Athletes gave a thumbs-up to the decision to move the Tokyo 2020 Olympics to next year.
British sprinter Dina Asher-Smith, a likely gold medal contender on the track in the 100 metres and 200m, had previously urged the International Olympic Committee to postpone the Games.
She had questioned how athletes were supposed to train, with the world in the midst of a coronavirus pandemic that has caused over 17,000 deaths and brought many countries to a standstill.
The IOC and Japan’s local organising committee in the end had little choice but to announce a postponement.
Asher-Smith responded to Tuesday’s announcement with a heart and a #Tokyo2021 hashtag. She, like many, may have been surprised to learn it will remain titled Tokyo 2020 when competition takes place in 2021.
— Dina Asher-Smith (@dinaashersmith) March 24, 2020
Dutch paralympic sprinter Marlou van Rhijn added: “Different year, same goal! #tokyo2021 #staysafe”.
Liam Heath, a British sprint canoeist who won gold at Rio 2016, told BBC Radio 5 Live: “I could see it coming from a little way off. To have it confirmed today is a bit of a relief to be quite honest.
“A lot of athletes are having to train from home and invent new ways of training to maintain their fitness and their strength so training has become increasingly difficult.
“There are bigger things playing out now and bigger things that need to be focused on. It’s been pretty tough to carry on as normal when there are more pressing issues.”

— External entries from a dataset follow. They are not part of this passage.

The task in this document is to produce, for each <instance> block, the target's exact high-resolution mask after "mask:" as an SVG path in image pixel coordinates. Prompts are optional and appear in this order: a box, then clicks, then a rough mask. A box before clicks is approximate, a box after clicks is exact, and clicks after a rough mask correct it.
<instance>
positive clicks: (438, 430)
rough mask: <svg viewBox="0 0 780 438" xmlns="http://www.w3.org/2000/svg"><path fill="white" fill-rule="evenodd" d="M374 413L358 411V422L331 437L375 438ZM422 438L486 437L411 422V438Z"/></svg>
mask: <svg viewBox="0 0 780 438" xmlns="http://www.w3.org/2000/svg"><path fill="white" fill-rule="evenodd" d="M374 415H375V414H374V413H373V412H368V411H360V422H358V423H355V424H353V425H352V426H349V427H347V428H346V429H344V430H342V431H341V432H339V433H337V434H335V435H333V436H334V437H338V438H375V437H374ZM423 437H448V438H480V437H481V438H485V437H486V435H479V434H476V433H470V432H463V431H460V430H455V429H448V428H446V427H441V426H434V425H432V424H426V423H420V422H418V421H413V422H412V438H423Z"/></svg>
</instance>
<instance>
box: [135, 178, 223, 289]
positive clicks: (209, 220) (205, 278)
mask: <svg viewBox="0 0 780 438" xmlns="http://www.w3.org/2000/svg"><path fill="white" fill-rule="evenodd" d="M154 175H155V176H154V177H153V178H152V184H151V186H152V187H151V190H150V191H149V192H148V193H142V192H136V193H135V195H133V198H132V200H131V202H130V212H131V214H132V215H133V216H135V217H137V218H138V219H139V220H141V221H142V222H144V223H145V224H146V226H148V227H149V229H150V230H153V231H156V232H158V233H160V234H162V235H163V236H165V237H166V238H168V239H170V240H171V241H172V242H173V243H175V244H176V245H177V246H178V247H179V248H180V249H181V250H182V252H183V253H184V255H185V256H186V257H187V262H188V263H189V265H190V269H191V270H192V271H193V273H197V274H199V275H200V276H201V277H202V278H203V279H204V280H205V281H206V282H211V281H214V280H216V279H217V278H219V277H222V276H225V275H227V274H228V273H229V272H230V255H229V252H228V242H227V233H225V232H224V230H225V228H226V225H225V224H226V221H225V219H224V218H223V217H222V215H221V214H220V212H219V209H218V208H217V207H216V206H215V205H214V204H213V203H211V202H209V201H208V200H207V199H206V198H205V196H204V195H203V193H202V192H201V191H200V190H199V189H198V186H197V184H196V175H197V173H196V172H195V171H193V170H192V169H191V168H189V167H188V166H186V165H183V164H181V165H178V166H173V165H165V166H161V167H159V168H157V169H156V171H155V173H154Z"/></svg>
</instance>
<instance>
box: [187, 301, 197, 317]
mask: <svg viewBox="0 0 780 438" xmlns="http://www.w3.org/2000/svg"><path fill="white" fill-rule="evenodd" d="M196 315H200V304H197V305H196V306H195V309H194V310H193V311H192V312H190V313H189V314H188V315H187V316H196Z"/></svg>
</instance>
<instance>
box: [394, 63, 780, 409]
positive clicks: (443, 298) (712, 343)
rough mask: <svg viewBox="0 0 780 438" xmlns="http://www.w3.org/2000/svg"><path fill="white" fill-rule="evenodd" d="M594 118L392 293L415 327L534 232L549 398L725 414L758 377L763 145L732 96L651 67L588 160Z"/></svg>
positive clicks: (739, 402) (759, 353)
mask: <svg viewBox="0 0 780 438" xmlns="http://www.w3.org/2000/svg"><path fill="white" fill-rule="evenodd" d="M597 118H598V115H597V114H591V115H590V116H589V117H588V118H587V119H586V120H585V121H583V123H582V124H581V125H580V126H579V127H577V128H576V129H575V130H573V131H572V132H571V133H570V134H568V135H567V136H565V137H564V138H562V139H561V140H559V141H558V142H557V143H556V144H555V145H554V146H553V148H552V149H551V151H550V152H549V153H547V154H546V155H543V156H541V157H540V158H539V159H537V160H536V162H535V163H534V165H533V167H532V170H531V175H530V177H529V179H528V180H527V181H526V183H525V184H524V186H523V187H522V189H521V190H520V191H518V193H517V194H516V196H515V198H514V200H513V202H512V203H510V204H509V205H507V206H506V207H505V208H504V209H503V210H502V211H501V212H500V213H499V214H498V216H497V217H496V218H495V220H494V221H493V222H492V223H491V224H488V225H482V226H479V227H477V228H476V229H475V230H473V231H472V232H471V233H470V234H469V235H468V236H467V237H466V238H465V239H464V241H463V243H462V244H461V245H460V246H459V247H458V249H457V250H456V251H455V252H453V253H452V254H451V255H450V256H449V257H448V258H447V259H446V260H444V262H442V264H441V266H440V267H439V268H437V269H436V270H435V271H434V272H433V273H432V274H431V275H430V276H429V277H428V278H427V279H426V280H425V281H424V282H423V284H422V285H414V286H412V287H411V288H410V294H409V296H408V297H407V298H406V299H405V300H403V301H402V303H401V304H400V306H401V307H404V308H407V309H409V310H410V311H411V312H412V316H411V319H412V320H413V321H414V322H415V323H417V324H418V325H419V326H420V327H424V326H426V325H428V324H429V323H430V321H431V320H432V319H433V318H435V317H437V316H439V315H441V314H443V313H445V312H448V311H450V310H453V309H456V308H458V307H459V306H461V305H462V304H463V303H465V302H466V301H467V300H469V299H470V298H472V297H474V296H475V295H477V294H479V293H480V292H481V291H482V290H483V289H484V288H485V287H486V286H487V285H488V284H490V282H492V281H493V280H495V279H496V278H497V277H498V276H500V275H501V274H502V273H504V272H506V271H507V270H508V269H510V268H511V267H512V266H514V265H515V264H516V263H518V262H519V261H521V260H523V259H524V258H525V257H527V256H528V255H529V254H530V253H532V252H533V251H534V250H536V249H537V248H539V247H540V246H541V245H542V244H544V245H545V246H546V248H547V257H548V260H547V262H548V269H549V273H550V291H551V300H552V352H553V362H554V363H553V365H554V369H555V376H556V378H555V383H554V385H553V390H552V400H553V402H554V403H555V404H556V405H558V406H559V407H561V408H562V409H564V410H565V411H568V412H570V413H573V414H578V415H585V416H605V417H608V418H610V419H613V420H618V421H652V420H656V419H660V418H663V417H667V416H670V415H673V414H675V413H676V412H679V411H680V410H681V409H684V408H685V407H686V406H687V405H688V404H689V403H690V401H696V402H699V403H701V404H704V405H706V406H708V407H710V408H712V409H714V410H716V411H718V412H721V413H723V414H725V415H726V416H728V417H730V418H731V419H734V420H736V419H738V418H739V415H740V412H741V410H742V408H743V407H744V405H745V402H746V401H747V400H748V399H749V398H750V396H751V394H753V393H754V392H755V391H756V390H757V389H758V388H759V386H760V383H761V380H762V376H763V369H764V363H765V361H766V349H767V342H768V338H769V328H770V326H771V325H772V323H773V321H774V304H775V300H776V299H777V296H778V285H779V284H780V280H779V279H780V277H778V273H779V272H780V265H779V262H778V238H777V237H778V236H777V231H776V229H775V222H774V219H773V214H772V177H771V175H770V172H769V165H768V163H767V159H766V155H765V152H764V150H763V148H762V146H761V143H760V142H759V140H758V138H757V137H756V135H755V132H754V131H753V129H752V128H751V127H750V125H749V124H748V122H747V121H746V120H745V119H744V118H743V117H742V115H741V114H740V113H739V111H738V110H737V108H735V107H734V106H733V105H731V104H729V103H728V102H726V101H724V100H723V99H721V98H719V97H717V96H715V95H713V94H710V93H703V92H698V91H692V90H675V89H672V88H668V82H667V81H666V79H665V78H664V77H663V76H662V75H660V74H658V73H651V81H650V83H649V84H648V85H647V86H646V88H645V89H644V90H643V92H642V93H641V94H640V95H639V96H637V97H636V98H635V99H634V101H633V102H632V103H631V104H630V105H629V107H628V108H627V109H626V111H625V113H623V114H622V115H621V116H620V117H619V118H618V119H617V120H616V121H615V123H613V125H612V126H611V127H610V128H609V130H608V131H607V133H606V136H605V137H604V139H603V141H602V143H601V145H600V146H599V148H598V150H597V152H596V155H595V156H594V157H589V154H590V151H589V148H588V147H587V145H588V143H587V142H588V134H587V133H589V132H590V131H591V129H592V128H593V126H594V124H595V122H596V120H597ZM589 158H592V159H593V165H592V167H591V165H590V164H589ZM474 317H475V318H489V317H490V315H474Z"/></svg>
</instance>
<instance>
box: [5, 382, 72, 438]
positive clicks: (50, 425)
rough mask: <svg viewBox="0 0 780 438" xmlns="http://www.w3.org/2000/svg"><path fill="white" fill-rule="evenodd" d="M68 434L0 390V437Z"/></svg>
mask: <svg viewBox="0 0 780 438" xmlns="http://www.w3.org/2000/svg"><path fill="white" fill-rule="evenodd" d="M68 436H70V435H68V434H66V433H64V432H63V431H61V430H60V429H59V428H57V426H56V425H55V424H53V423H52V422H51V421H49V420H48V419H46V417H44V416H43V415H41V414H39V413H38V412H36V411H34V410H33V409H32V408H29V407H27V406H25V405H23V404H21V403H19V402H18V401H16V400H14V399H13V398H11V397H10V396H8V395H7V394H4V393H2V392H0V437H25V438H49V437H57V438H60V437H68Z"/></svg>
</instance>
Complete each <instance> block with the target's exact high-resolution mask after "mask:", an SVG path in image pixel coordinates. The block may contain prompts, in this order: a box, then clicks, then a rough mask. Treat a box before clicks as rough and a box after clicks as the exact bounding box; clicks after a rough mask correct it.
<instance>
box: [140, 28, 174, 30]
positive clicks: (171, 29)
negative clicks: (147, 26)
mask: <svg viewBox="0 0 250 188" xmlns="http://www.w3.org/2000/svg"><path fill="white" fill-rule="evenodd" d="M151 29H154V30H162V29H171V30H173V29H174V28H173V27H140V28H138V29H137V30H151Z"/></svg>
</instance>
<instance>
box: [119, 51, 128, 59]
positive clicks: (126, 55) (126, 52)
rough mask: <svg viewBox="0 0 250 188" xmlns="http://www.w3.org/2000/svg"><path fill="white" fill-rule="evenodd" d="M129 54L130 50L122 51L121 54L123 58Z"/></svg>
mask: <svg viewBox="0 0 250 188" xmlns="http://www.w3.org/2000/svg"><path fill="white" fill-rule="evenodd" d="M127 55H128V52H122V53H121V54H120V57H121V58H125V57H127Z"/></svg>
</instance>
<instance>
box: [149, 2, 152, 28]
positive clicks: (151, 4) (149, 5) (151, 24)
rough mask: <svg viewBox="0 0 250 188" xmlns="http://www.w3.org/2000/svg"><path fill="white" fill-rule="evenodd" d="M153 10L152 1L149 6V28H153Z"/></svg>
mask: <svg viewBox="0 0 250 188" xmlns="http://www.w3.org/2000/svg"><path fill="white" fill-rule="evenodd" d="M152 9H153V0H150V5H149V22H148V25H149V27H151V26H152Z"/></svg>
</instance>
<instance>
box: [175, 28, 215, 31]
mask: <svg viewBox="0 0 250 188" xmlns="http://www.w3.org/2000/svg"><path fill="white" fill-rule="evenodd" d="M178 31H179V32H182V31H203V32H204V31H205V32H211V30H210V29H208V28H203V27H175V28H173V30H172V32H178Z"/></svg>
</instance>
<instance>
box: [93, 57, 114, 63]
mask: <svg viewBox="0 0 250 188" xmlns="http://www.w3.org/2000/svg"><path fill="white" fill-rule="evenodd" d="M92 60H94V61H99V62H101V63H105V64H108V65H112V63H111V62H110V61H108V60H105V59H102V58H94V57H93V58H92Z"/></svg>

The British Olympic Association chief executive, Andy Anson, said: “It is with profound sadness that we accept the postponement, but in all consciousness it is the only decision we can support, in light of the devastating impact COVID-19 is having on our nation, our communities and our families.”
Canadian Adam van Koeverden, who won a gold in kayak at the 2004 Athens Olympics and is now a member of parliament in his homeland, said next year would see the Olympic spirit shine through.